Maintaining a joyful disposition
Yes, even in the face of daunting challenges or traumatic experiences. When faced with such situations seek out those activities that you derive joy from. Learn to take a break from the frantic, ulcer inducing rat race. Engage in some pleasurable activity with your friend or family. Remember throwing temper tantrum at everyone especially those that are not even the cause of your anger can actually exacerbate the feeling of despair and perhaps increase the likelihood of a depressive illness. Indeed, a moody disposition, especially when protracted my trigger some conditions such as depression.
You’ve probably heard it a thousand times, the effect of exercise in maintaining your heart, blood pressure, shedding those extra fats and perhaps extending your life span. But is there any link between exercise and mental health? An emphatic yes is my answer. Studies after studies have shown that good aerobic exercises like swimming, jogging or brisk walking can, apart from improving your sense of well being, cause the release of certain chemicals in the brain. These chemicals, structurally similar to opioids have been found invoke a feeling of euphoria, thus attenuating that feeling of despair, and can as well reduce stress, both of which are major factors that contribute to mental illness.
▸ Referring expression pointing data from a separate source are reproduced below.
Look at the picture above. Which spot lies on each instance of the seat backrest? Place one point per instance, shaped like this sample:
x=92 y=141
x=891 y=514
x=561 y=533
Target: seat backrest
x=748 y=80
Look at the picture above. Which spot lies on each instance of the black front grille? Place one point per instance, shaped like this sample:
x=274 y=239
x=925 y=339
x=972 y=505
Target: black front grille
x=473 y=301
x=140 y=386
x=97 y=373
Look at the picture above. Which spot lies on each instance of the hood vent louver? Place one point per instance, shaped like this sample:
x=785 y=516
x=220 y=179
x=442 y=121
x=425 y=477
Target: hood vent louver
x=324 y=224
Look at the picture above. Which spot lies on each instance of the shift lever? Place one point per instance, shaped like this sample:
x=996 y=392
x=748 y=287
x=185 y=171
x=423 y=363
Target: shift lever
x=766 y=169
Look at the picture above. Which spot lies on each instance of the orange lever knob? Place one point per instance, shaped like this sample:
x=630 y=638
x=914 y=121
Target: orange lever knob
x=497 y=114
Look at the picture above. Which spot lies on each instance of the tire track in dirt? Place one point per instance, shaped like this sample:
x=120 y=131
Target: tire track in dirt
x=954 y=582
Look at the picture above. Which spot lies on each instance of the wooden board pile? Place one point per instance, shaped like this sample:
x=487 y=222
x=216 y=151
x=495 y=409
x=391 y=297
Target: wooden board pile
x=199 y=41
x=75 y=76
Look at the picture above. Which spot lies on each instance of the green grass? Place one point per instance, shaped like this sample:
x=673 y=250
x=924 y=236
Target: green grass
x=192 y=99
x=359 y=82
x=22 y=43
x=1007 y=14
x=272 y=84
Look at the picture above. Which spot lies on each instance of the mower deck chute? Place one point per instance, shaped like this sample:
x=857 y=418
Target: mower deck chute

Proteins, carbohydrates, fats, vitamins, all in their correct proportion can have a profound effect on your mental health. For instance, dietary protein when broken down to tryptophan is an essential substrate for the neurotransmitter (chemical substance that facilitates communication between cells in the brain) serotonin. Being an essential amino acid, it must be supplied in the diet. A deficiency of serotonin has been implicated in certain depressive illness. Indeed some of the drugs used for depression work by increasing the amount of serotonin in the brain. Likewise certain fats known as omega 3 fatty acids have also been linked – though inconclusively – to the level of serotonin and some symptoms of bipolar disorder (a mood disorder having the representations of both mania and depression).